Dari catatan yang ada, ribuan menhir di Maek telah menjadi perhatian peneliti Indonesia maupun asing dalam 4 dekade terakhir. Para arkeolog dan sejarawan bolak balik mendatangi nagari kecil ini untuk mengungkap peradabannya yang masih misteri. Mereka mengamati ukiran di batu, menggali tanah hingga menemukan tujuh rangka manusia yang terkubur di bawah menhir. Beragam asumsi kemudian dimunculkan. Mulai dari perkiraan menhir-menhir yang berusia hingga 6000 tahun hingga Nagari Maek yang disebut sebagai peradaban tertua di Indonesia
Sayangnya selama lebih empat puluh tahun, belum ada satu pun laporan penelitian yang memberikan bukti atas klaim-klaim di atas.
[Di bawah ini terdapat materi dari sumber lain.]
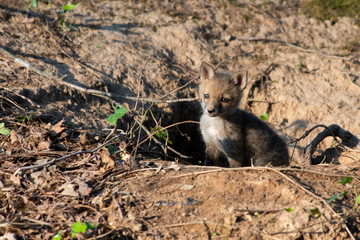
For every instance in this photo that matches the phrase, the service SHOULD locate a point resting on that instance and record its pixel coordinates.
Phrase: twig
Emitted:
(294, 46)
(67, 156)
(118, 205)
(207, 230)
(308, 132)
(347, 138)
(179, 224)
(257, 222)
(93, 92)
(218, 169)
(14, 103)
(151, 135)
(23, 97)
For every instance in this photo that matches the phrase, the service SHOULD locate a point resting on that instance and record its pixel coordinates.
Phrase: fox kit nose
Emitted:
(211, 110)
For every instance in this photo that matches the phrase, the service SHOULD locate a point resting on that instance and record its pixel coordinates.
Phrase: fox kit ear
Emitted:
(206, 71)
(240, 79)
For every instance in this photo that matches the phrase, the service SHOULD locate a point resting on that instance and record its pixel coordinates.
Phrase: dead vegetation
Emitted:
(66, 171)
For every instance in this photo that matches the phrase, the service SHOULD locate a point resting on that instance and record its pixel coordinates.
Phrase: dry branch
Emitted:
(348, 139)
(67, 156)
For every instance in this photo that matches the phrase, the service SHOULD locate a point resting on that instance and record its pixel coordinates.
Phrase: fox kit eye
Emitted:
(224, 99)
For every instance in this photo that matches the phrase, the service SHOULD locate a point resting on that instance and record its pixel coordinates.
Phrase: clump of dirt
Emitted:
(60, 82)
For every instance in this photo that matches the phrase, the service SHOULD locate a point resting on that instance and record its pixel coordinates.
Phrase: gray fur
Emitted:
(234, 137)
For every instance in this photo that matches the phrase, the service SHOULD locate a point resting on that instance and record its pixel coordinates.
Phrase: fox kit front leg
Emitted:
(214, 156)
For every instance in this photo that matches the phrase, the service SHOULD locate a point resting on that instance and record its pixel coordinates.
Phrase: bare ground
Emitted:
(301, 71)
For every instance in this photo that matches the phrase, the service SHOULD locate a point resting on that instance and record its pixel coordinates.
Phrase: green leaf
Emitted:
(336, 196)
(119, 112)
(289, 209)
(315, 212)
(33, 3)
(57, 236)
(264, 116)
(357, 199)
(4, 130)
(89, 226)
(345, 180)
(69, 6)
(112, 149)
(160, 133)
(78, 227)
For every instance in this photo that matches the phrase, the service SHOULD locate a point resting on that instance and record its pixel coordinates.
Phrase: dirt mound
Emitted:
(62, 74)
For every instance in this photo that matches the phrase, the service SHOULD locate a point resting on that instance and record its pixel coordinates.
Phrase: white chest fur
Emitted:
(212, 128)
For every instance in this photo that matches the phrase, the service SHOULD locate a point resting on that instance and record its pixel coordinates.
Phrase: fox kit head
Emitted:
(220, 93)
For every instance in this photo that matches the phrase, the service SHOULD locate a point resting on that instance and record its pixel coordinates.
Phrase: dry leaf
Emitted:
(15, 137)
(68, 190)
(107, 158)
(15, 178)
(84, 189)
(44, 146)
(57, 127)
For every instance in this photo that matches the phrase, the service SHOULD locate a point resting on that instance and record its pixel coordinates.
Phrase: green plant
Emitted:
(119, 112)
(315, 212)
(4, 130)
(80, 227)
(344, 181)
(57, 236)
(33, 3)
(162, 134)
(61, 16)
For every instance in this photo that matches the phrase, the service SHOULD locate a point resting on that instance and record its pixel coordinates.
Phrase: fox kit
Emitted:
(233, 137)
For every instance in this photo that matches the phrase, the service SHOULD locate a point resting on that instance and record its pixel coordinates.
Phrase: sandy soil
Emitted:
(301, 71)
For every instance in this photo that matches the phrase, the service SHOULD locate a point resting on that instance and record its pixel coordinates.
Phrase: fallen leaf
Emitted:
(15, 137)
(45, 145)
(84, 189)
(57, 127)
(68, 190)
(107, 158)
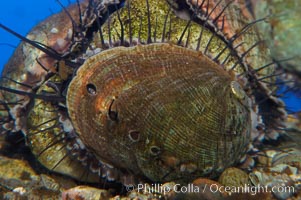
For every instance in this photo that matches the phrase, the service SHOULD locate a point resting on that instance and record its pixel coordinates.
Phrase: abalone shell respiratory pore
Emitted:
(160, 111)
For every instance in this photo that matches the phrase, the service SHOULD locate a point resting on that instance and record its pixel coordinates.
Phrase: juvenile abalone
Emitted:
(159, 110)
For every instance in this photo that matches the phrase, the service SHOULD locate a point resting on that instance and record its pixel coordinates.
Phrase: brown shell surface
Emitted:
(174, 112)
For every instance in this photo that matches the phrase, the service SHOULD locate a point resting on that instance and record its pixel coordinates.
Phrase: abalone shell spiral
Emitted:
(159, 111)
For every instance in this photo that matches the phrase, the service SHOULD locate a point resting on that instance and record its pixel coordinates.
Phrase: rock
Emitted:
(234, 177)
(85, 192)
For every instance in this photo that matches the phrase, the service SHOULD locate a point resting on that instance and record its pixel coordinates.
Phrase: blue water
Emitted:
(22, 15)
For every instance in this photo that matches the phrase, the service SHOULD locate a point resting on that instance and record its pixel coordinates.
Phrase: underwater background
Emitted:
(21, 16)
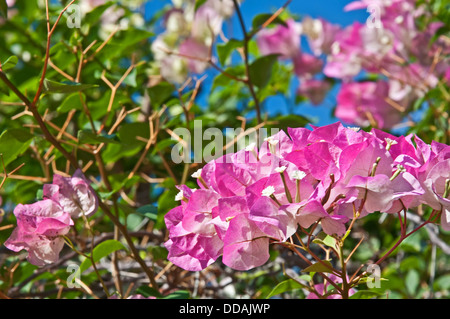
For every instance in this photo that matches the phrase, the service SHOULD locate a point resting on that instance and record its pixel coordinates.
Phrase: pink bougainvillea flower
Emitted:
(363, 104)
(437, 185)
(322, 289)
(307, 65)
(245, 245)
(197, 50)
(320, 34)
(186, 249)
(321, 176)
(197, 214)
(313, 89)
(40, 227)
(74, 194)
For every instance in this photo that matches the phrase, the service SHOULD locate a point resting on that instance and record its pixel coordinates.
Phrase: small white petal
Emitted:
(280, 169)
(269, 190)
(298, 175)
(197, 174)
(250, 147)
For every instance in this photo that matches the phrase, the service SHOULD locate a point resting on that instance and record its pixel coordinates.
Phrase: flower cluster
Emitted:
(326, 176)
(41, 225)
(184, 46)
(391, 45)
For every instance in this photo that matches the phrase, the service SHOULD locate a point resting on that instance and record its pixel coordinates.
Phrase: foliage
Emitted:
(98, 97)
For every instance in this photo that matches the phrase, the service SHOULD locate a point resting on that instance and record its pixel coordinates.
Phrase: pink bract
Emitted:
(307, 177)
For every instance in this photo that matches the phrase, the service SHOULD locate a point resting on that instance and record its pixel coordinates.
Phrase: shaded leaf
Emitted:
(10, 62)
(284, 286)
(3, 9)
(324, 266)
(149, 211)
(14, 142)
(100, 251)
(261, 70)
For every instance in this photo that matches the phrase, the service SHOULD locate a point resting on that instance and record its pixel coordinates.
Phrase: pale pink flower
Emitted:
(39, 231)
(74, 194)
(282, 40)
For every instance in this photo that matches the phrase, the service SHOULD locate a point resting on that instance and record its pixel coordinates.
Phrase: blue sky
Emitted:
(330, 10)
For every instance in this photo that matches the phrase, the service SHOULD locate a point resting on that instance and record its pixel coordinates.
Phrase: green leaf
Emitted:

Yang terus bergelinding adalah satu dugaan disandarkan pada asumsi lain yang belum terbukti. Alhasil, Maek tidak hanya sebuah nagari yang secara geografis dikelilingi oleh perbukitan sehingga membuatnya cukup terisolasi, tapi juga dikelilingi beragam asumsi tentang sejarahnya yang tak kunjung terang. Hingga kini, Maek masih penuh misteri belum terpecahkan tapi tidak juga terlupakan. Mengetahui umur menhir atau seberapa tua peradaban Maek hanyalah satu dari tiga tujuan penelitian arkeologi. Dua tujuan lain yang tidak kalah penting adalah mengetahui masyarakat seperti apa yang pernah tinggal di Maek dan bagaimana perubahan cara hidup mereka dari satu generasi ke generasi lainnya, selama ribuan tahun, hingga sampai hari ini.
Pendapat tentang menhir Maek yang berumur hingga 6000 tahun adalah asumsi yang selama ini tidak pernah dibuktikan. Belakangan muncul dugaan baru kalau umur tengkorak yang ditemukan di Mahek lebih tua dari Phitecantropus Erectus,- yang secara bahasa diartikan manusia kera yang berjalan tegak. Benarkah itu nenek moyang orang Minangkabau?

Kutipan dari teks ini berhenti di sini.